Петр Федорович посмотрел на него ошарашенно.
— Отчего вдруг? Я не понимаю.
Тот глаза отвел:
— Вслед за братом моим дражайшим…
— Александр Семенович едет в Москву? То есть как, то есть почему?
— Вы не слышали?
— Не имел счастья.
— У ея величества в силу вступил Потемкин, некоторым образом… Словом, брат переехал из Зимнего дворца… так, на временную квартиру, а теперь вот — в Первопрестольную… Не обижен, конечно, — получил пожизненную пенсию плюс немалые деньги на обустройство в Белокаменной. Но не тот статус, сами разумеете…
— Да уж… — протянул Апраксин. — Вот дела-а…
— И, как говорится, при всем участии к Елизавете Кирилловне… думаем совсем про другое…
— Ясно, ясно.
Оба помолчали, каждый о своем. Наконец, генерал сказал:
— Ну, хоть в двух словах, сударь, разъясните, что вы знаете о случившемся в доме Разумовских? Я ведь вовсе совершенно теряюсь в догадках.
— Да, само собою, — покивал рассеянно Василий Семенович. — В доме Разумовских… — Он собрался с мыслями. — Что случилось? То и случилось. Сонька, негодяйка, — то есть Софья Осиповна, племянница, — караулила и подкараулила, захватила письмо от Елизаветы Кирилловны к вам — то есть, через Анну Кирилловну предназначенное. А в послании сем — недвусмысленное признание, что она в интересном положении…

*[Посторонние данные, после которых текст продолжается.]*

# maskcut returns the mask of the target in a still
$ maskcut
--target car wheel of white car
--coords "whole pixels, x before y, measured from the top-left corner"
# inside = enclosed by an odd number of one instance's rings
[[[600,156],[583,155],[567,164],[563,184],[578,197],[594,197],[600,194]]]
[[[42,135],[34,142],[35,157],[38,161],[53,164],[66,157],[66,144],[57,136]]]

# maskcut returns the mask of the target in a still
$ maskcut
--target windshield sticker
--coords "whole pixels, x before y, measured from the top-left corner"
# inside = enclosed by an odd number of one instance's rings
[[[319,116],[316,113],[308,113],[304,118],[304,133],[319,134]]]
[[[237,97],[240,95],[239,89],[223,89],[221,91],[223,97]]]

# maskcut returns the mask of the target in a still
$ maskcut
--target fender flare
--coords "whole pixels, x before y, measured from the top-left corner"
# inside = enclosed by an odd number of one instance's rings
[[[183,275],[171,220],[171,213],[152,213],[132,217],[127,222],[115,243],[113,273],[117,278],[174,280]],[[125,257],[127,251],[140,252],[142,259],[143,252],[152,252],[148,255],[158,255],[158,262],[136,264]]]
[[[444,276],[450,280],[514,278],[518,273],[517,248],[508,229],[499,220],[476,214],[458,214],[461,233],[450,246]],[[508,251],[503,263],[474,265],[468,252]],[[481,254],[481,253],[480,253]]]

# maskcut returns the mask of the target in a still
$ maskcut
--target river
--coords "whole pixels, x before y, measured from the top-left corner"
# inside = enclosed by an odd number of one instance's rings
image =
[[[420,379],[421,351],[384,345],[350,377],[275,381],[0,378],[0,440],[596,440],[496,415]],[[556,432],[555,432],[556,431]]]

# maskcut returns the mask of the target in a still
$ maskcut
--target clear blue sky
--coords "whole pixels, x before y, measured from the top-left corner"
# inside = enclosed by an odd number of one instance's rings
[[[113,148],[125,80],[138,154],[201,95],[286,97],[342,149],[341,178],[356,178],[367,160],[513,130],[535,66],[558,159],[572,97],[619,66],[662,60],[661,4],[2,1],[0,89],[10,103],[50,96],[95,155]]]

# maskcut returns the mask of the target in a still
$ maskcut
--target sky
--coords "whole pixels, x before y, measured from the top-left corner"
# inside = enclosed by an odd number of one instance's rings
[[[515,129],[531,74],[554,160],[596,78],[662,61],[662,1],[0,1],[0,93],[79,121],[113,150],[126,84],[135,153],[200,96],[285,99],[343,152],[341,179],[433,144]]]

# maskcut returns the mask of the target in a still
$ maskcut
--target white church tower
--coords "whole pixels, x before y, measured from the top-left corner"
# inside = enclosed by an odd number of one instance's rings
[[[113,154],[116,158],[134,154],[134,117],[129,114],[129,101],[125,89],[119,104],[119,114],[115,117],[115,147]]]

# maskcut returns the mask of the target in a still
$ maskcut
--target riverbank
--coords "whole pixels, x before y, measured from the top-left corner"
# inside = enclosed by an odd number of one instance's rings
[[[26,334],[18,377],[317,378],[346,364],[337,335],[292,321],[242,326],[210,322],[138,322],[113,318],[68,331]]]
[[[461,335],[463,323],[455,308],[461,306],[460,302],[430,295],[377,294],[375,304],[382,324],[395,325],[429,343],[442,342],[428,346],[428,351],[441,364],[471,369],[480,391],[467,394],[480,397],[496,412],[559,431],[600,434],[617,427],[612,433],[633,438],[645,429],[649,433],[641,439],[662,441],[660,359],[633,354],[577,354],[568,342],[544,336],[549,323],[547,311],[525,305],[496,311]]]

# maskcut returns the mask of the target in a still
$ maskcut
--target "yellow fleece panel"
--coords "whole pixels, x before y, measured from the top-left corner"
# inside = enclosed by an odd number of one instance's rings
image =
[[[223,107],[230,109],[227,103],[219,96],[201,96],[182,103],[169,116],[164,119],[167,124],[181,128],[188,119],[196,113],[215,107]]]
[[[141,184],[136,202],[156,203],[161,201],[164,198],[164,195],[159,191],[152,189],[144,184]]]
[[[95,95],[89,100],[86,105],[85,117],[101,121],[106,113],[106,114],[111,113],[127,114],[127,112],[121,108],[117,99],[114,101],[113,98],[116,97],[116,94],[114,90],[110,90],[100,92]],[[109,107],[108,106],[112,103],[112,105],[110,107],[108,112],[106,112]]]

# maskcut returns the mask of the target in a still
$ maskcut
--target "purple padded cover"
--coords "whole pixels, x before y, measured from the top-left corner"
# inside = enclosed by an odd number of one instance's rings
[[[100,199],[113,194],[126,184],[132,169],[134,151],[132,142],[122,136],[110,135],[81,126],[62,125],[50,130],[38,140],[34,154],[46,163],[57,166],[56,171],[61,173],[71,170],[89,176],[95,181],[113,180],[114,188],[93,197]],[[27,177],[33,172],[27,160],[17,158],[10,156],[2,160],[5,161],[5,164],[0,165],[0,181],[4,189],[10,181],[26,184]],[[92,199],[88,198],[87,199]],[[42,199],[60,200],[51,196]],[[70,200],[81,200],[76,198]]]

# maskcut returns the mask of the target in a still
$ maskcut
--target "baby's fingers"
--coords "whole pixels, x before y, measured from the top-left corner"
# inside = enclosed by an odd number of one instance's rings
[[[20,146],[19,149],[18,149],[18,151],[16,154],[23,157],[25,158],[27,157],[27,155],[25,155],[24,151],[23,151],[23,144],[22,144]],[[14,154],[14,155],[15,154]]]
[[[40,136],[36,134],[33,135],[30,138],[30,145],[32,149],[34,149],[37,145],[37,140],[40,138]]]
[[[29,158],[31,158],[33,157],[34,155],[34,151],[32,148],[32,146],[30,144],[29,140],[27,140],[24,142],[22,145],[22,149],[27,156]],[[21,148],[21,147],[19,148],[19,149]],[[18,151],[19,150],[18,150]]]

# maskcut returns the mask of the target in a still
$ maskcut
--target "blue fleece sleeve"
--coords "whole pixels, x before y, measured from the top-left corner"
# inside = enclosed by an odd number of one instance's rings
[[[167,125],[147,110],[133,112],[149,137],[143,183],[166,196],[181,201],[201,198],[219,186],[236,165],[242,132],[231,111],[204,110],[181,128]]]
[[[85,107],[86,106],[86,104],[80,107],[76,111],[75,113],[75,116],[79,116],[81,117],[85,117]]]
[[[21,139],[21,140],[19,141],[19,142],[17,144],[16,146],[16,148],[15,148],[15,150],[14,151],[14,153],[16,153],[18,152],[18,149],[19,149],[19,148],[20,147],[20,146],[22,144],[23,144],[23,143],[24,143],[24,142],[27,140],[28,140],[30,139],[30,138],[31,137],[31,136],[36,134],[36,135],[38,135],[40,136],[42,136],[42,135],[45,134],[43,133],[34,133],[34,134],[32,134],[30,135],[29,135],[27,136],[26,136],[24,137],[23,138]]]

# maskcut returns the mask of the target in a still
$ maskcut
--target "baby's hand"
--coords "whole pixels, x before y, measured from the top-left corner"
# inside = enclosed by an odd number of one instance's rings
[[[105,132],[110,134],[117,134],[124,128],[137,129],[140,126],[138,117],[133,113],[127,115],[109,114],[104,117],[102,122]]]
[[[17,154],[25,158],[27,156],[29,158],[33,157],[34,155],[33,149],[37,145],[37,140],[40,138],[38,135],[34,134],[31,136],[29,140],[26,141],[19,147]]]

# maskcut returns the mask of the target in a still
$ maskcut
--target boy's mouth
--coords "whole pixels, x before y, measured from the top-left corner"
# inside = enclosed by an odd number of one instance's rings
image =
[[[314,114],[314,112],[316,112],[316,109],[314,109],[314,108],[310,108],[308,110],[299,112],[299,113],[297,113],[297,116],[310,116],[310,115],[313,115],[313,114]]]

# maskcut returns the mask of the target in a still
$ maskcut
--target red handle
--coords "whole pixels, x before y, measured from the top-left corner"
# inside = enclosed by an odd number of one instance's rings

Петр Федорович судорожно сглотнул.
— У Елизаветы Кирилловны… ребенок?
— Некоторым образом.
— То есть от меня?
— Надо полагать.
— Господи Иисусе! — И военный перекрестился.
— Донесли папеньке — а каков Кирилла Григорьевич в гневе, можете представить… Словом, Лиза заперта у себя в комнатах, лечится валериановым корнем, у папа приступ ярости, Сонька торжествует… Ничего хорошего, в общем.
Генерал потянулся к лафитничку:
— Вы позволите?
— Да, понятное дело, для успокоения нервов…
Выпили, снова помолчали.
— Что же делать мне? — глухо проронил Апраксин.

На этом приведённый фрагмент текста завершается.